French president-elect Nicolas Sarkozy plans to waste no time pushing through a weighty package of pro-market, anti-crime reforms -- but his first battle is winning control of parliament in new elections next month.
Sarkozy defeated Socialist Segolene Royal by 53.06 percent to 46.94 percent with about an 84 percent voter turnout on Sunday, final results released early yesterday showed.
The win gave Sarkozy a strong mandate for his vision of France's future: He wants to free up labor markets, calls France's 35-hour work week absurd and plans tougher measures on crime and immigration.
"The people of France have chosen change," Sarkozy told cheering supporters in a victory speech that sketched out a stronger global role for France and renewed partnership with the US.
Exit polls offered some surprises. Some 49 percent of blue-collar workers -- traditionally leftist voters -- chose Sarkozy, according to an Ipsos/Dell poll. Forty-four percent of people of modest means voted for him, as did 32 percent of people who usually vote for the Greens and 14 percent who normally support the far-left.
A headline yesterday in Les Echos newspaper, a financial daily, read: "President Sarkozy: a wide majority for reforming the country in depth."
Still, his task will not be easy. Sarkozy is certain to face resistance from powerful unions to his plans to make the French work more and make it easier for companies to hire and fire.
Sarkozy planned to stay out of the public eye for a few days, said Francois Fillon, an adviser often cited as the leading candidate for prime minister.
Sarkozy "will retire to somewhere in France to unwind a little ... and to start organizing and preparing his teams," Fillon told TF1 television.
The new president plans to take over power from outgoing President Jacques Chirac next Wednesday. Fillon said Sarkozy's new government would be installed on May 19 or May 20.
The election left little time for celebrating: Legislative elections are slated for June 10 and June 17, and Sarkozy's conservative UMP party needs a majority to keep his mandate for reforms. A win by the left would bring "cohabitation" -- an awkward power-sharing with a leftist prime minister -- which would put a stop to his plans.
Sarkozy, 52, has drawn up a whirlwind agenda for his first 100 days in office and plans to put big reforms before parliament at an extraordinary session in July. One bill would make overtime pay tax-free to encourage people to work more. Another would put in place tougher sentencing for repeat offenders, and still another would toughen the criteria for immigrants trying to bring their families to France.
On election night, scattered violence was reported across France.
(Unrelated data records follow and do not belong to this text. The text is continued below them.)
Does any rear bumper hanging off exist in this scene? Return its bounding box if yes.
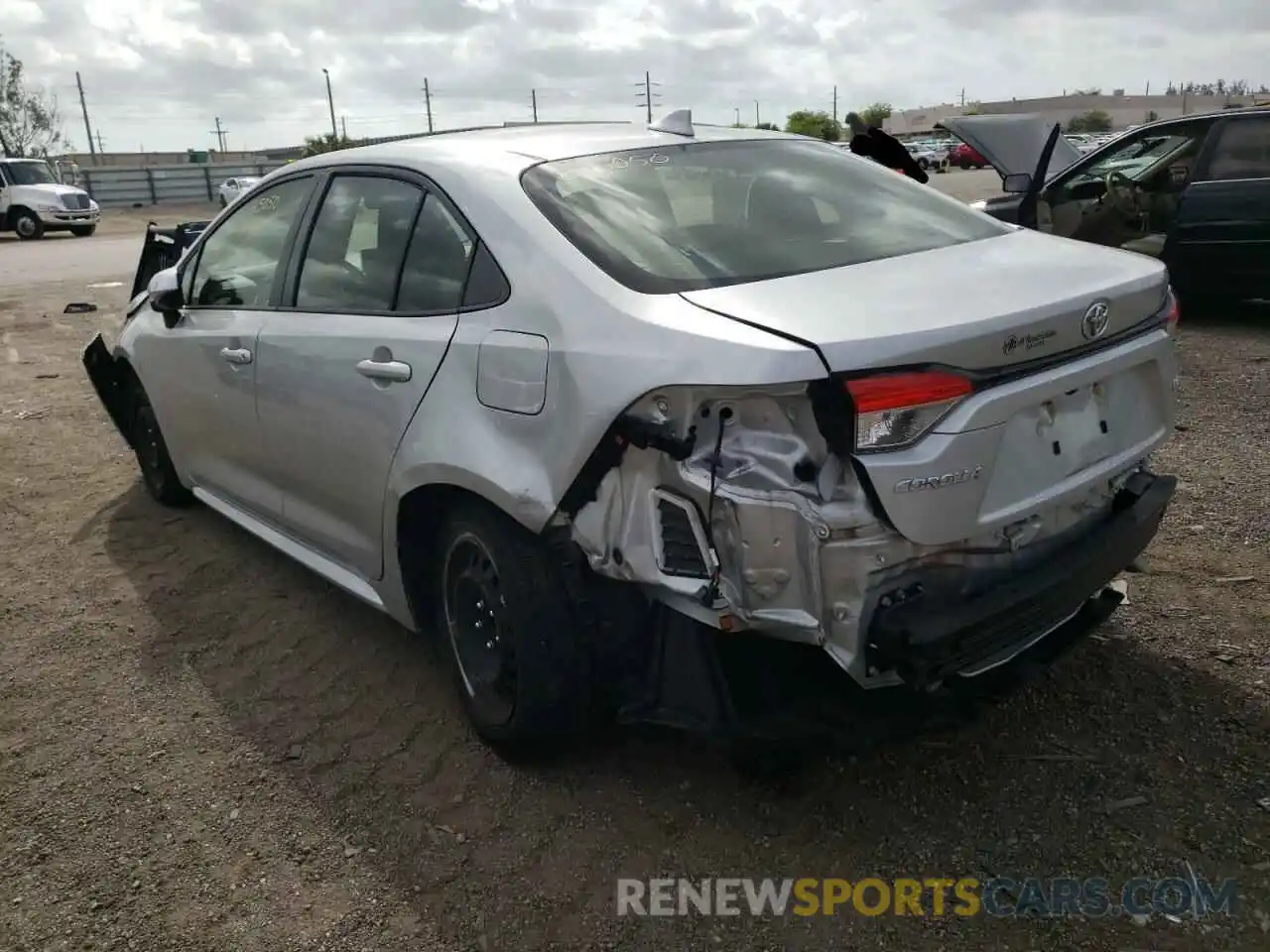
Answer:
[609,472,1178,747]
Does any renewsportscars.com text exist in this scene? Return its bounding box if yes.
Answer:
[617,877,1237,917]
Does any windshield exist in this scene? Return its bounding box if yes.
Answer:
[522,140,1010,295]
[5,163,58,185]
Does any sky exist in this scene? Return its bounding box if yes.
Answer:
[0,0,1270,151]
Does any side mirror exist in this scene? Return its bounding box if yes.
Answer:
[146,268,186,327]
[1001,172,1031,195]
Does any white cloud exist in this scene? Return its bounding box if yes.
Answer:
[0,0,1270,150]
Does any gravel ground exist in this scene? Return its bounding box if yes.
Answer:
[0,173,1270,952]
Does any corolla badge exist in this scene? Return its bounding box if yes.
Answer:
[1080,300,1111,340]
[1001,330,1057,357]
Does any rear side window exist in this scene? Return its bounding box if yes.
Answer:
[396,194,476,313]
[1206,119,1270,181]
[522,140,1010,295]
[296,176,423,313]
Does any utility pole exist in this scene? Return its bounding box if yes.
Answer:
[75,69,96,165]
[322,68,339,140]
[212,115,228,153]
[635,72,662,123]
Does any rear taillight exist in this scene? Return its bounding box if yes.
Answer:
[845,371,974,452]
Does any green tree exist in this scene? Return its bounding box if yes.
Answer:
[1067,109,1111,132]
[785,109,842,142]
[860,103,895,128]
[305,132,357,156]
[0,47,66,158]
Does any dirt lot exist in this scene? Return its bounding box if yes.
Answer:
[0,198,1270,952]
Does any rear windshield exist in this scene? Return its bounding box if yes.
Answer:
[522,140,1010,295]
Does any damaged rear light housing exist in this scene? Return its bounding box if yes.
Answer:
[844,371,974,453]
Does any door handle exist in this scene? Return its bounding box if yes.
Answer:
[221,346,251,363]
[357,359,412,384]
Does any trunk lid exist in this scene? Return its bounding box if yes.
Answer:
[938,114,1082,184]
[684,230,1167,372]
[684,231,1176,545]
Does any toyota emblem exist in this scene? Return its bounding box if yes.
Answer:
[1080,300,1111,340]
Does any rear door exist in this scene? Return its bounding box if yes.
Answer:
[1165,113,1270,298]
[258,167,475,579]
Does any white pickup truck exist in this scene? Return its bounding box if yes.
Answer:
[0,159,101,241]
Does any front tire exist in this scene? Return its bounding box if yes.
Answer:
[13,210,45,241]
[435,504,595,761]
[131,391,194,508]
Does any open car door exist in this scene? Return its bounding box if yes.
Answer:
[128,221,210,300]
[936,113,1080,186]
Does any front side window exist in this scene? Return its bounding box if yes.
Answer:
[296,176,423,312]
[190,178,313,309]
[522,140,1010,295]
[1206,118,1270,181]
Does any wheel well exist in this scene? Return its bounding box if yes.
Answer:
[396,482,502,631]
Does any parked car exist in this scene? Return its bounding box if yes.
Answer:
[0,159,101,241]
[904,142,949,172]
[83,110,1178,767]
[219,176,260,208]
[949,142,988,169]
[944,109,1270,309]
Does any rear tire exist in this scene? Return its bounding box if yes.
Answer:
[13,209,45,241]
[433,503,597,761]
[131,387,194,508]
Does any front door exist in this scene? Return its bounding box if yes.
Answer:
[136,176,314,520]
[257,169,473,580]
[1165,113,1270,298]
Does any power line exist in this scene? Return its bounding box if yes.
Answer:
[634,72,662,122]
[210,115,228,153]
[75,69,96,165]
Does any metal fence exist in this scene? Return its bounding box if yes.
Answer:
[80,162,283,208]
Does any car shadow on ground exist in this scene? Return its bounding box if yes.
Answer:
[100,486,1270,948]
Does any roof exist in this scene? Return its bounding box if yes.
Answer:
[284,122,803,179]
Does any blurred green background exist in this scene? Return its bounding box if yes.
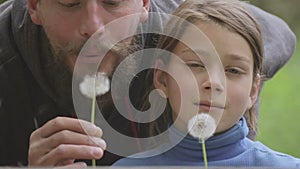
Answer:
[0,0,300,158]
[250,0,300,158]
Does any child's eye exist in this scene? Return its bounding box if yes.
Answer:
[103,0,121,7]
[226,68,243,74]
[59,1,81,8]
[186,62,205,69]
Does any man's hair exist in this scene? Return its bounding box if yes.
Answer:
[144,0,263,139]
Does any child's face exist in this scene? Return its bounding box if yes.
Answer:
[154,23,259,133]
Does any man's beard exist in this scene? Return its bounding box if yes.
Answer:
[47,35,141,115]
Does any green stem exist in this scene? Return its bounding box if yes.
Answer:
[91,84,96,167]
[201,138,208,169]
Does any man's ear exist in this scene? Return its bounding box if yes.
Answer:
[153,59,168,98]
[27,0,42,25]
[248,74,260,109]
[140,0,150,22]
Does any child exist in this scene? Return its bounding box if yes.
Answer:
[115,0,300,168]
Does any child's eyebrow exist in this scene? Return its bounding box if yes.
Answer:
[181,49,211,56]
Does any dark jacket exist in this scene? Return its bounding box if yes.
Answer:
[0,0,295,166]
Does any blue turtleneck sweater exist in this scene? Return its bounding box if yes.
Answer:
[114,119,300,168]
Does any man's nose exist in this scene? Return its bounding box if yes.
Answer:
[79,1,106,38]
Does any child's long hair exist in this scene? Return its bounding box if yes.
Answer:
[144,0,263,140]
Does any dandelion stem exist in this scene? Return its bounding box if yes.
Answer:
[201,138,208,169]
[91,82,96,167]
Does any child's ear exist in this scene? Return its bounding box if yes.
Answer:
[248,74,260,109]
[27,0,42,25]
[153,59,168,98]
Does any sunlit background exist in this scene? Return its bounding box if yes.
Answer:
[0,0,300,158]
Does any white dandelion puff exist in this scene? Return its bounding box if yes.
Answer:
[188,113,217,140]
[79,72,110,99]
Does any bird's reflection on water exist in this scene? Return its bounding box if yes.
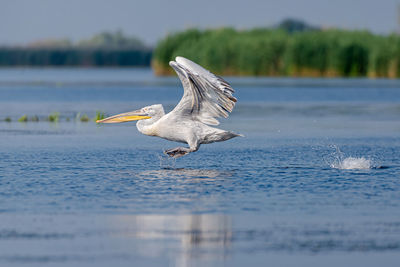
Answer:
[113,214,233,265]
[138,168,234,179]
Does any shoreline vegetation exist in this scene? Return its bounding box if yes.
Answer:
[0,19,400,78]
[0,31,152,67]
[152,20,400,78]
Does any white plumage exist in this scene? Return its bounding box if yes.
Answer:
[98,57,240,157]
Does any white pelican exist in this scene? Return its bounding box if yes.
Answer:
[97,57,242,158]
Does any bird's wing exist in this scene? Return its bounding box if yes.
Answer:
[169,57,237,125]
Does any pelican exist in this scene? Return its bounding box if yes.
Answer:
[97,57,242,158]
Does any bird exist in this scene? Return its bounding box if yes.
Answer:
[96,56,243,158]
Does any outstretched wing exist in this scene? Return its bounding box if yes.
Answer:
[169,57,237,125]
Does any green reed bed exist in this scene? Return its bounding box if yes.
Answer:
[152,28,400,78]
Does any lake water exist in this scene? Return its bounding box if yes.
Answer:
[0,69,400,266]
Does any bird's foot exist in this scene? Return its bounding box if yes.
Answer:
[164,147,190,158]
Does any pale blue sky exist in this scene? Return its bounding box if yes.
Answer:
[0,0,400,44]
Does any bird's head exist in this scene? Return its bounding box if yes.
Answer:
[96,104,164,123]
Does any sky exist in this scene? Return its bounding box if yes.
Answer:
[0,0,400,45]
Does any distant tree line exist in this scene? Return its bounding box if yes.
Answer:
[0,31,152,67]
[152,20,400,78]
[0,48,152,67]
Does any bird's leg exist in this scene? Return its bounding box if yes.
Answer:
[164,147,192,158]
[164,142,200,158]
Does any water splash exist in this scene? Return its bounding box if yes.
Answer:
[331,157,372,170]
[158,154,176,169]
[329,145,374,170]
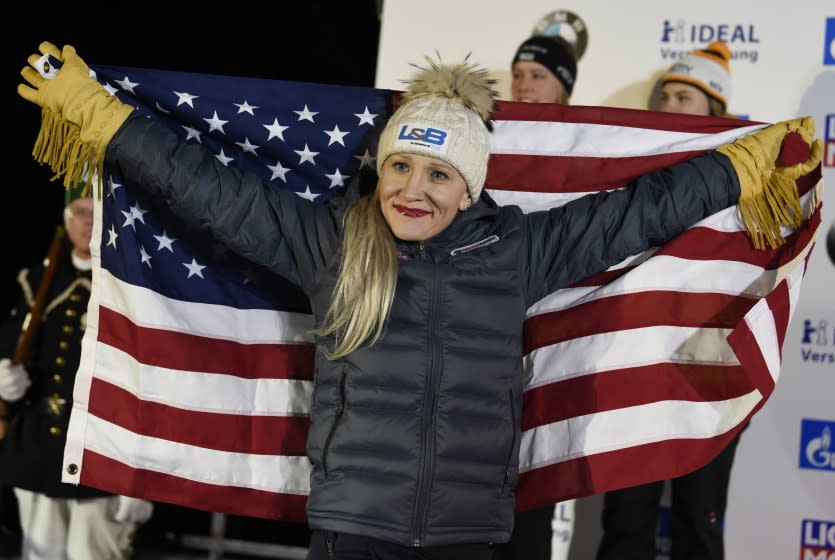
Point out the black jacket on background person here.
[0,245,107,498]
[106,114,739,546]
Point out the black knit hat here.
[510,35,577,95]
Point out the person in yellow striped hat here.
[597,41,739,560]
[659,41,731,117]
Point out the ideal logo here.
[800,319,835,364]
[397,124,447,147]
[800,519,835,560]
[799,418,835,472]
[661,19,760,64]
[823,18,835,65]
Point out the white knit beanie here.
[662,41,731,110]
[377,58,496,202]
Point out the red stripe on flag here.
[89,378,310,455]
[495,101,763,134]
[98,306,314,379]
[570,199,821,288]
[524,291,756,354]
[522,363,754,431]
[516,422,747,511]
[81,449,307,523]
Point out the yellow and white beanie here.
[662,41,731,109]
[377,54,497,202]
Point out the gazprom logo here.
[823,18,835,65]
[800,519,835,560]
[397,124,449,148]
[799,418,835,472]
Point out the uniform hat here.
[510,35,577,95]
[662,41,731,109]
[377,54,497,202]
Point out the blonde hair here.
[314,189,397,360]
Police reported that 270 people were taken in for questioning and that 367 vehicles had been torched.
There had been fears that the impoverished suburban housing projects, home to immigrant families, would erupt again at the victory of a man who labeled those responsible for rioting in 2005 as "scum."
That abrasive style raised doubts over whether Sarkozy could unite a politically polarized, increasingly diverse nation.
Late on Sunday, small bands of youths hurled stones and other objects at police at the Place de la Bastille in Paris. Some bared their backsides at riot officers, and police fired volleys of tear gas. Other fights with the police broke out in Toulouse, Lyon, Rennes and Nantes, police said. Two police unions said firebombs targeted schools and recreation centers in several towns in the Essonne region just south of Paris.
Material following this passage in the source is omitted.